O velho abriu a grade da cela e entrou.
-Como você mesma disse quando foi condenada: essa é a minha natureza.
Pela primeira vez ela tirou os olhos do livro e encarou o irmão. Quantos anos fazia desde a última vez que se viram?
-O que você esta querendo afinal? -perguntou ela
-Apenas a sua cooperação. -respondeu ele com certa maldade no olhar. -Mais precisamente: não me atrapalhe.
-Isso significa deixar o elfo fazer o que quiser.
-Honestamente, ele me surpreendeu também. Não tinha a noção de quem se tratava. Mas acho que “ela” não vai complicar minha vida.
A garota continuou encarando os olhos maldosos do velho, por mais que não concordasse, ela estava curiosa para ouvir sua versão. Vendo a curiosidade de sua parceira, ele continuou.
-Falei com Vectorius, pedi para que me fizesse um pequeno favor. Já conversei com os outros e acredito que ninguém vai se meter também. Falta apenas você minha cara.
-Você sabe que ira responder por isso, não sabe?
-Sei, e acho que não falta muito. Mas estou preparado para isso. -seu rosto mudou e tomou ares de preocupação. -Mas você também precisa voltar para suas responsabilidades, sua cadeira esta vazia há tempos demais... como é mesmo seu nome agora? Linnáe não é? Estou curioso, por que um nome élfico?
-Não é élfico, é halfling...
-Halfling? Então ela realmente mexeu com você! Quem diria hein.
Os olhos dela transmitiam uma vontade assassina que por alguns segundos assustaram o velho. Que saudades ele estava daqueles olhos.
-Eu não irei lhe atrapalhar maldito, mas também não o ajudarei.
-Já me serve, “Linnáe”. -falou ele com um tom provocativo.
-Por favor, não venha você me falar de nome falso... “Çaesar”.

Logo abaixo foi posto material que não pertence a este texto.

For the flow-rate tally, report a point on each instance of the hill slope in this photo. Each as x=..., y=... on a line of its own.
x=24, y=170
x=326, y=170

O velho apenas sorriu e com uma reverência desapareceu da mesma forma que surgiu. A guerreira voltou a ler seu livro como se esta conversa nunca houvesse acontecido.

Continua...

6 comentários:

  1. Fiquei impressionada com o poder do Sardo, e fiquei aqui pensando para onde ele iria e o que vai fazer nos próximos capítulos. Me surpreendi também com a Linnáe e o Çaesar, como eu não leio a história desde o início tem vezes que eu fico confusa. Quando eu tiver tempo vou pegar desde o primeiro capítulo para ler porque as vezes parece que estou lendo histórias aleatórias hahaha

    Abraços, Raquel.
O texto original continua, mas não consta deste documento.